Issues to keep in mind:
Though there are advantages to using predictive analytics, there are also challenges that come with it. Many organisations experience difficulties caused by bad data quality, disparate systems, and a lack of qualified personnel for the process. A key factor in ensuring predictive model accuracy is obtaining access to high-quality data. Many businesses will develop a data governance structure to accomplish this endpoint, standardising, cleaning, and preparing data prior to modelling.
Choosing a Technology Stack
The rise of new analytics platforms and AI technologies increases the need to align the capabilities of available tools and technology with the predictive analytics business objectives and strategic goals, such as how to leverage and scale the potential for predictive analytics.
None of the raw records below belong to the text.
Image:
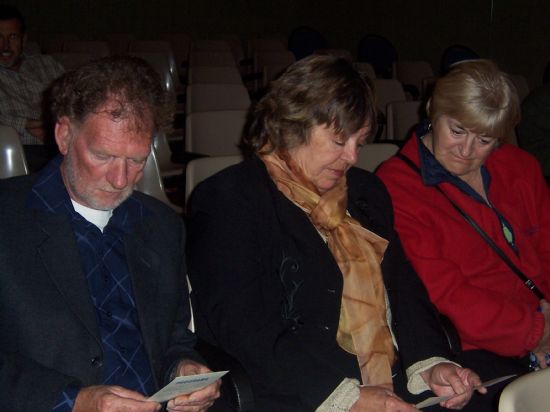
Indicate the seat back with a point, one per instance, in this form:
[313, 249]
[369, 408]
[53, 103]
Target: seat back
[160, 61]
[119, 42]
[372, 154]
[212, 58]
[215, 133]
[211, 45]
[414, 73]
[213, 75]
[387, 90]
[32, 48]
[161, 47]
[454, 54]
[213, 97]
[271, 63]
[97, 48]
[72, 60]
[379, 52]
[200, 169]
[528, 393]
[12, 156]
[304, 41]
[522, 86]
[151, 182]
[366, 69]
[54, 42]
[402, 116]
[163, 153]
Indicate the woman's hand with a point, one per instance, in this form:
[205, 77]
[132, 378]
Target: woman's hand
[380, 399]
[446, 379]
[543, 346]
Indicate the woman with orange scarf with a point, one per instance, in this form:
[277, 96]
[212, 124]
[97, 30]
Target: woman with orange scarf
[295, 266]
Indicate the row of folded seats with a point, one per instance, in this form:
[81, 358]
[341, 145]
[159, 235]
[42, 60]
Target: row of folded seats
[213, 84]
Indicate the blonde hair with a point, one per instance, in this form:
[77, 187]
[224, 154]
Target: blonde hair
[480, 96]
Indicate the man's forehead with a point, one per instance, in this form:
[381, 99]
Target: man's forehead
[116, 112]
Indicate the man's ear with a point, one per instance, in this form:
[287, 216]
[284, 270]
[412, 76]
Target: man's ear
[63, 134]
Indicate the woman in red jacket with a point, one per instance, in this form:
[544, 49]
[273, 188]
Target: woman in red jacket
[461, 157]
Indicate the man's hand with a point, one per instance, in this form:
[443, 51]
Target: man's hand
[446, 379]
[200, 400]
[112, 399]
[380, 399]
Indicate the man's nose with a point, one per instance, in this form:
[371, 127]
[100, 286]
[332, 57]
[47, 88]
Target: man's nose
[118, 174]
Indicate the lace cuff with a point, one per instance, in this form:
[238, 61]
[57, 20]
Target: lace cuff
[342, 398]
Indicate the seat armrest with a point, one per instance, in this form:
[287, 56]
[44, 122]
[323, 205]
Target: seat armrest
[236, 388]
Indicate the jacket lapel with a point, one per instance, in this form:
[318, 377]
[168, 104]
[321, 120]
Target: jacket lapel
[61, 260]
[144, 266]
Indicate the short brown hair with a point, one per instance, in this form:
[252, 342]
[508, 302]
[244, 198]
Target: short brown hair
[479, 95]
[317, 90]
[130, 81]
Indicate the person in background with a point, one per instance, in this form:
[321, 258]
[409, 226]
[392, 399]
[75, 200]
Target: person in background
[295, 266]
[94, 307]
[534, 127]
[460, 159]
[23, 79]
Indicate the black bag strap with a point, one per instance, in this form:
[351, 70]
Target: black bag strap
[526, 281]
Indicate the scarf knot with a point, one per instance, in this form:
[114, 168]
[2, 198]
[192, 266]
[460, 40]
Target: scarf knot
[362, 328]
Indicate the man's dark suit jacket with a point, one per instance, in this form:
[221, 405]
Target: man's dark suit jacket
[48, 331]
[268, 290]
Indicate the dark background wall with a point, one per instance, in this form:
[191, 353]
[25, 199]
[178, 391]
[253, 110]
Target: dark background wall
[516, 33]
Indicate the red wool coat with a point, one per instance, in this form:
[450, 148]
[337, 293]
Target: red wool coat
[466, 280]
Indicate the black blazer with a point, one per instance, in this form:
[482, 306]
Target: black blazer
[48, 331]
[268, 291]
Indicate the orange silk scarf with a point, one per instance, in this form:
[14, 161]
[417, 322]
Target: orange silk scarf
[362, 329]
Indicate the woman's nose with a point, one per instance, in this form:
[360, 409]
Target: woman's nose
[350, 152]
[467, 147]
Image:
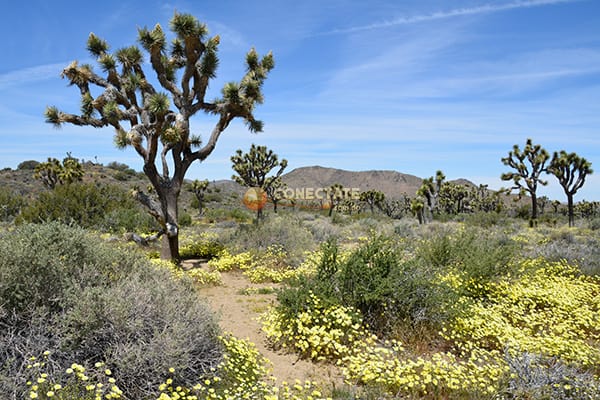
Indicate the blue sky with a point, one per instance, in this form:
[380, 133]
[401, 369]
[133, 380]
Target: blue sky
[413, 86]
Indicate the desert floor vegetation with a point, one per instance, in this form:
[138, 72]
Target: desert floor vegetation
[302, 306]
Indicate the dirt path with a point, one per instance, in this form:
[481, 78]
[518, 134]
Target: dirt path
[238, 313]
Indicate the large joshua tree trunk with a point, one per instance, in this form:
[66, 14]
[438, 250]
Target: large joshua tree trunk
[156, 122]
[170, 242]
[570, 208]
[533, 205]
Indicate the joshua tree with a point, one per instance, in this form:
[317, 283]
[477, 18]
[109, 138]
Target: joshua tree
[253, 167]
[276, 192]
[416, 206]
[453, 198]
[571, 171]
[373, 198]
[529, 165]
[199, 189]
[156, 121]
[52, 172]
[335, 194]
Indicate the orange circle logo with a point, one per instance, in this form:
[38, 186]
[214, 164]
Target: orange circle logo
[255, 199]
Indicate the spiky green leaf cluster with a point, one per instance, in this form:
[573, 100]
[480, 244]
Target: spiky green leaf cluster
[171, 136]
[87, 105]
[152, 39]
[129, 57]
[96, 46]
[121, 140]
[209, 61]
[158, 104]
[185, 25]
[52, 115]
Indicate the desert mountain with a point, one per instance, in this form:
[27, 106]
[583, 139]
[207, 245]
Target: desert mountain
[392, 183]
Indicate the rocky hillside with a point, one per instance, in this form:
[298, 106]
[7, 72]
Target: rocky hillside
[392, 183]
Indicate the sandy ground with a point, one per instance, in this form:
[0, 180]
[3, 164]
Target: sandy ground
[238, 314]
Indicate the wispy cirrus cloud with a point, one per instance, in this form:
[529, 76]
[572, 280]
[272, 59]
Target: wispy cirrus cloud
[31, 74]
[457, 12]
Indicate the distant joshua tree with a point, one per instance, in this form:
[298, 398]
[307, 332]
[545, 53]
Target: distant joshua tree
[253, 168]
[571, 171]
[528, 164]
[52, 172]
[373, 198]
[199, 189]
[430, 191]
[335, 194]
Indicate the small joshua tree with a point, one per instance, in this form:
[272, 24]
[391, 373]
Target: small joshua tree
[276, 192]
[253, 168]
[335, 194]
[156, 121]
[430, 191]
[199, 189]
[373, 198]
[571, 171]
[528, 164]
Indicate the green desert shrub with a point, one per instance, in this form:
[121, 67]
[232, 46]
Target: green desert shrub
[378, 280]
[580, 250]
[535, 377]
[285, 232]
[479, 256]
[88, 205]
[85, 301]
[10, 205]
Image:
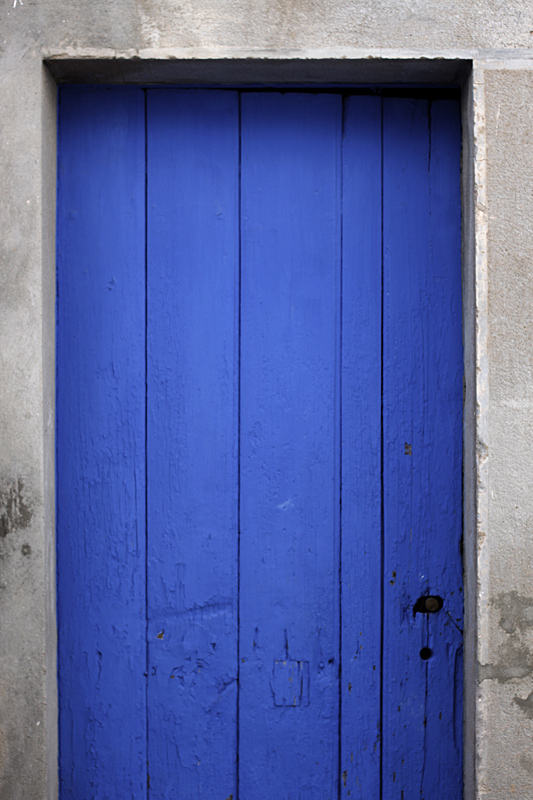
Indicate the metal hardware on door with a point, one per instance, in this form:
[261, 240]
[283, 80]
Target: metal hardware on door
[428, 604]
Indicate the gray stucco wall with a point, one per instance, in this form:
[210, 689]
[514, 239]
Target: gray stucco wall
[488, 47]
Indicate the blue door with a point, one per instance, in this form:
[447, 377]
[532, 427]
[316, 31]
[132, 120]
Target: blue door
[259, 445]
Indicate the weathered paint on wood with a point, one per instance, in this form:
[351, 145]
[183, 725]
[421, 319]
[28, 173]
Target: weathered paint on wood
[192, 381]
[361, 450]
[422, 391]
[297, 377]
[101, 444]
[289, 509]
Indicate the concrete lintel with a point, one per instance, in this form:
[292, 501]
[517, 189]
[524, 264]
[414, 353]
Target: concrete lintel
[257, 70]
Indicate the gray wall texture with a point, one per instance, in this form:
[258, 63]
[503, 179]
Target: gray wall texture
[487, 47]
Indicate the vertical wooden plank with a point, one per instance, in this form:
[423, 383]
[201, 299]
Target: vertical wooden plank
[361, 450]
[193, 147]
[289, 568]
[422, 397]
[101, 444]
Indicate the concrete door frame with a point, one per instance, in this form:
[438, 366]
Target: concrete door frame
[398, 69]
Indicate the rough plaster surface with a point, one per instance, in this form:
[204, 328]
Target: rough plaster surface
[506, 669]
[498, 164]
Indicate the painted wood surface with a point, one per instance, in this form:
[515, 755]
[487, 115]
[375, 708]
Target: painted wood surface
[361, 450]
[101, 445]
[422, 408]
[289, 507]
[192, 381]
[267, 350]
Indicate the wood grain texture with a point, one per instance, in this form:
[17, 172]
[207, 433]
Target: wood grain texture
[280, 355]
[101, 444]
[361, 449]
[289, 602]
[422, 408]
[193, 169]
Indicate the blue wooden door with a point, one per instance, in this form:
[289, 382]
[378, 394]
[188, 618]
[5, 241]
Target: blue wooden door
[259, 404]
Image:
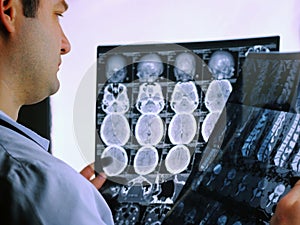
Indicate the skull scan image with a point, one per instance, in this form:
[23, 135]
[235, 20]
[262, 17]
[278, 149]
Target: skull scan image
[221, 64]
[185, 67]
[115, 99]
[215, 99]
[116, 69]
[257, 48]
[149, 68]
[217, 94]
[208, 124]
[150, 98]
[118, 160]
[146, 160]
[115, 130]
[149, 129]
[182, 129]
[184, 97]
[178, 159]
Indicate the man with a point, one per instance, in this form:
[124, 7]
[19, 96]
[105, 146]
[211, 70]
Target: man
[288, 209]
[35, 187]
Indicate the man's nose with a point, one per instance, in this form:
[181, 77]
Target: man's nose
[65, 45]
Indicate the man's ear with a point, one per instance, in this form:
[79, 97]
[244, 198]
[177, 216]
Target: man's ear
[8, 14]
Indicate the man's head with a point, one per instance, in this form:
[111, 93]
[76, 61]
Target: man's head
[31, 45]
[30, 7]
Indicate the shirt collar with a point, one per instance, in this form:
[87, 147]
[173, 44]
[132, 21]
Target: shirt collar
[44, 143]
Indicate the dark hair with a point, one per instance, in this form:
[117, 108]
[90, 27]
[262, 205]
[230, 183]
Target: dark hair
[30, 7]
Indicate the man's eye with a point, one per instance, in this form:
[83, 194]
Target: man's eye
[59, 14]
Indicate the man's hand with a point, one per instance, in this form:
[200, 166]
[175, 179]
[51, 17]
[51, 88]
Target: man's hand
[288, 208]
[88, 172]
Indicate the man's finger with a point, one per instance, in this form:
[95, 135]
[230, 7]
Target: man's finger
[88, 171]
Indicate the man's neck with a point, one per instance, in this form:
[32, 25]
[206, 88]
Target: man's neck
[7, 102]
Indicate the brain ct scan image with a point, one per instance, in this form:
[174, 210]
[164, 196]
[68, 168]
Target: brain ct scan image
[221, 64]
[185, 67]
[116, 69]
[150, 67]
[162, 116]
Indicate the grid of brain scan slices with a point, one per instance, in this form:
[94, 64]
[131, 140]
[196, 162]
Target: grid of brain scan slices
[157, 107]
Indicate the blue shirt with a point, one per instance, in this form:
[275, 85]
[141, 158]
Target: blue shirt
[37, 188]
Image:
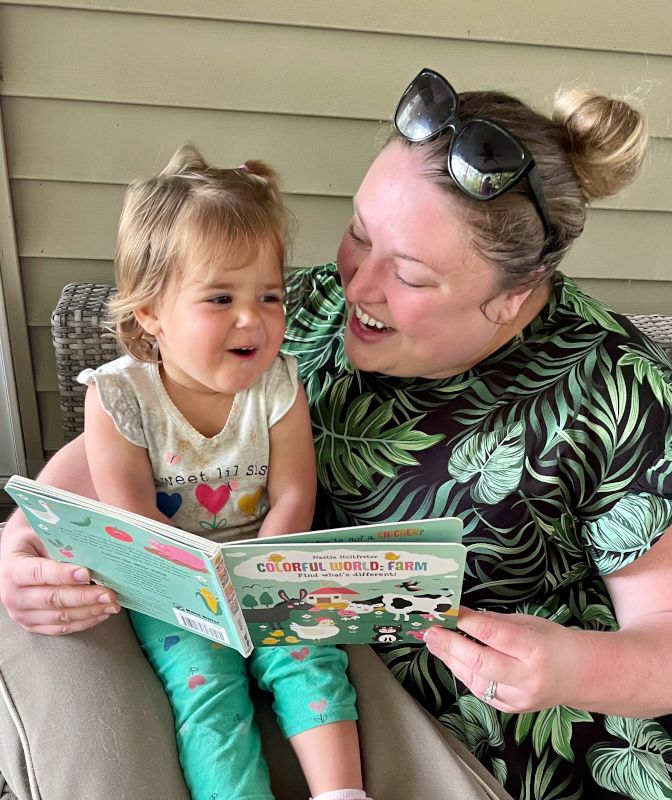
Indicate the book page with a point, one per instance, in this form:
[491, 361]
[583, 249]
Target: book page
[157, 575]
[296, 594]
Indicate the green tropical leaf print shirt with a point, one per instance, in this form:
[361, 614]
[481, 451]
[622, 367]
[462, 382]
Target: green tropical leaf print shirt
[556, 452]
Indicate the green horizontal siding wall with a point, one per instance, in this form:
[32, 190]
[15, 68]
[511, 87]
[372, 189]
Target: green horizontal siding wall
[94, 94]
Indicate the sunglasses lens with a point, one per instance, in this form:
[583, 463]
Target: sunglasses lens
[485, 160]
[427, 104]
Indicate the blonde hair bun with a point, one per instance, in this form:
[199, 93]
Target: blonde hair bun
[607, 140]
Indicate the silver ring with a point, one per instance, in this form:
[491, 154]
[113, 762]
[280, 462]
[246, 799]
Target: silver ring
[489, 693]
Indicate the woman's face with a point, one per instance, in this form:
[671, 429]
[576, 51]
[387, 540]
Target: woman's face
[421, 302]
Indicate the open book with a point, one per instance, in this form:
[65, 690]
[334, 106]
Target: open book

Evolving Life Cycle for Predictive Analytics
Over the coming years, the development of predictive analytics will be influenced by advancements in artificial intelligence (AI) and machine learning (ML). This will allow for greater accuracy and insight when making predictions. With the growth of companies utilising real-time processing capabilities, predictions will not only be faster but also more relevant to the current situation, resulting in quicker and more accurate business decisions.
The businesses that will be successful, and have predictive analytics embedded within their core DNA, are those that see this type of data as not only being a back-end function, but an integral, real time driver for strategic and operations related business decisions, therefore they will utilize predictive analytics in real time.
Conclusion
As it stands, predictive analytics within the realm of business, is no longer a vision of things to come, but rather an indispensable piece of the current direction of competition and industry. Predictive modelling will elevate business decision making to a greater level of intelligence by allowing businesses to foresee an industry trend, reduce a risk, allow operations to operate much more efficiently, and by tailoring the customer experience inline with what predictive analytics suggests the customer might be interested in.
If businesses are to gain the full benefit that predictive analytics can provide, they must invest in the right products, people, and partnerships that will help to further develop their strategic based thinking with regards to data, and have true expertise in predictive analytics at every step of the business process.
In what we know today as our data filled world, the ability to predict is not simply a competitive edge, it is a requirement.